Wenn Ilja Trojanow auf dem Einband von einem „wuchtigen Panorama von Gier und Widerstand“ spricht, „das die Welt in ihren großen Zusammenhängen abbildet“, dann drängt sich dem Leser nach vollendeter Lektüre die Vermutung auf, dass dieser Satz das Werk besser zusammenfasst als jede Synopsis. Da „ÖL!“ bei Manesse erschienen ist, bietet es mit seinem 40seitigen Anhang viel Raum für Nachforschungen und Querverweise, insgesamt ist dem Verlag wieder eine sehr gelungene Edition geglückt. Sicher sind solche Werke am besten im englischen Original zu lesen – man kann sich J. Arnold Ross mit seinem breiten Südstaatler-Dialekt und seinen derben Maultiertreiber-Flüchen bereits lebhaft vorstellen – doch hat die Übersetzerin Andrea Ott mit der deutschen Übersetzung eine nicht minder lebhafte Version geschaffen. Eine Warnung bleibt dem Rezensenten jedoch noch auszusprechen: mit 717 Seiten, der für Manesse üblichen großzügigen Papierstärke und einem Hardcover-Einband, eignet sich das Buch weniger als Reiselektüre – wobei man sich damit problemlos einen Sitzplatz in der U-Bahn erkämpfen kann, wenn man es wild um sich schwingt.

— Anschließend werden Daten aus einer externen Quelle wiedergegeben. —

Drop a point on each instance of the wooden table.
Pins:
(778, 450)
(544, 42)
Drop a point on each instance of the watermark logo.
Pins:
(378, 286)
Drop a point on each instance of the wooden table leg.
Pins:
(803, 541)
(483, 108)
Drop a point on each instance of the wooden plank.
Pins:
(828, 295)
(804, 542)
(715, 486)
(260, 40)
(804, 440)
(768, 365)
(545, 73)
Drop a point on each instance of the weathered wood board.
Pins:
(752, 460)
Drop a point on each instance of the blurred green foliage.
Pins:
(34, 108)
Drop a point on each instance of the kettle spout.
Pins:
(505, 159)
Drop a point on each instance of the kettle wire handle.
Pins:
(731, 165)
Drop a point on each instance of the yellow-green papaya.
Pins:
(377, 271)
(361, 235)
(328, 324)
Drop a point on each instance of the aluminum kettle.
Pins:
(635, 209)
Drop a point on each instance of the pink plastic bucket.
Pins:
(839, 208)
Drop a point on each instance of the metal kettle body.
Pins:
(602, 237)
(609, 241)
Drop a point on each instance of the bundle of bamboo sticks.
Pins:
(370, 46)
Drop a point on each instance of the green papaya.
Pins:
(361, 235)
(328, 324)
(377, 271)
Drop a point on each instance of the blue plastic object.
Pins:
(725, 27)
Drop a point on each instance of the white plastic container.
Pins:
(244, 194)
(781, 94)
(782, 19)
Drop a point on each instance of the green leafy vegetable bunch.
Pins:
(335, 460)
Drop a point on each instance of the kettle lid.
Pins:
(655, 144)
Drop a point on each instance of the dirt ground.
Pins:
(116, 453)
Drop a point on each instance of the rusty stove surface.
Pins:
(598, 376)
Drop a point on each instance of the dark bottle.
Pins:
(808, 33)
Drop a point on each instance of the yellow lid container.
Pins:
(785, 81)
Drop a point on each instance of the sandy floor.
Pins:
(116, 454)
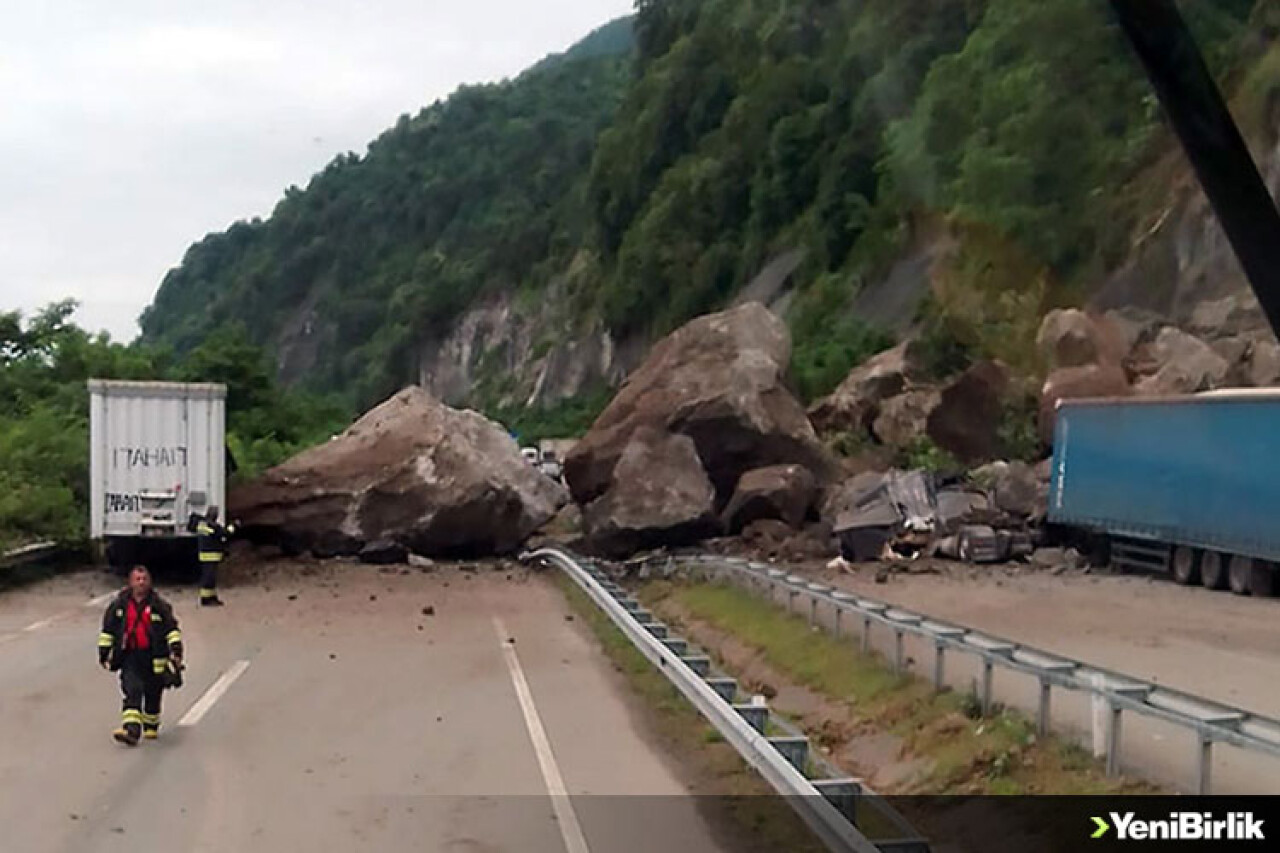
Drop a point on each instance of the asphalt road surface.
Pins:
(341, 719)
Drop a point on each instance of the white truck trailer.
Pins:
(158, 454)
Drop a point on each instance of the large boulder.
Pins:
(1015, 488)
(411, 473)
(1074, 383)
(1072, 338)
(721, 381)
(1230, 315)
(782, 492)
(905, 418)
(969, 411)
(1264, 364)
(854, 405)
(659, 496)
(1187, 365)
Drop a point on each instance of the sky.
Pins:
(128, 129)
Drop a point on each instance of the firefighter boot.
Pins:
(128, 734)
(131, 728)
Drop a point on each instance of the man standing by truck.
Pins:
(141, 641)
(211, 543)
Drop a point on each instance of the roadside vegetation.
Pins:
(963, 752)
(741, 803)
(45, 361)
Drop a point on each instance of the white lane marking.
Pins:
(213, 694)
(101, 600)
(565, 815)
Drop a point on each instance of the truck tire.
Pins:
(1214, 570)
(1187, 565)
(1239, 573)
(1262, 582)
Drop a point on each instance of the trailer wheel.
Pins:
(1262, 582)
(1214, 570)
(1187, 565)
(1240, 574)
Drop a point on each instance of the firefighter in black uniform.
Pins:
(211, 543)
(141, 641)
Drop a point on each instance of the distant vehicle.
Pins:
(551, 466)
(544, 461)
(156, 456)
(1183, 484)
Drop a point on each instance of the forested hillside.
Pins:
(664, 170)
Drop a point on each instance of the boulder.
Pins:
(1074, 383)
(1069, 338)
(1133, 325)
(1264, 368)
(782, 492)
(844, 498)
(1187, 365)
(720, 381)
(1019, 491)
(1228, 316)
(659, 496)
(855, 404)
(969, 411)
(384, 552)
(905, 418)
(1235, 351)
(414, 471)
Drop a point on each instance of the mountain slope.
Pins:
(474, 195)
(521, 243)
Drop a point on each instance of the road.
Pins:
(343, 719)
(1210, 643)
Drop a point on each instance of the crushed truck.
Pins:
(158, 455)
(1183, 484)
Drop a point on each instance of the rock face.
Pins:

Als Upton Sinclair 1914 eine stille Mahnwache vor dem Gebäude der Standard Oil Company abhielt, hätte sich vermutlich nicht einmal der verträumte Utopist, der er damals war, träumen lassen, dass man ein Jahrhundert nach ihm sein Werk immer noch lesen, immer noch rezipieren und darüber nachdenken würde. Da es nun, genau wie damals, bei der jungen Generation liegt, etwas an der Welt zu ändern, ist „ÖL!“ eine gute Lektüre, die man ihr auf den Weg geben kann.

Upton Sinclair: ÖL! Aus dem Englischen von Andrea Ott. Manesse Verlag: München 2013.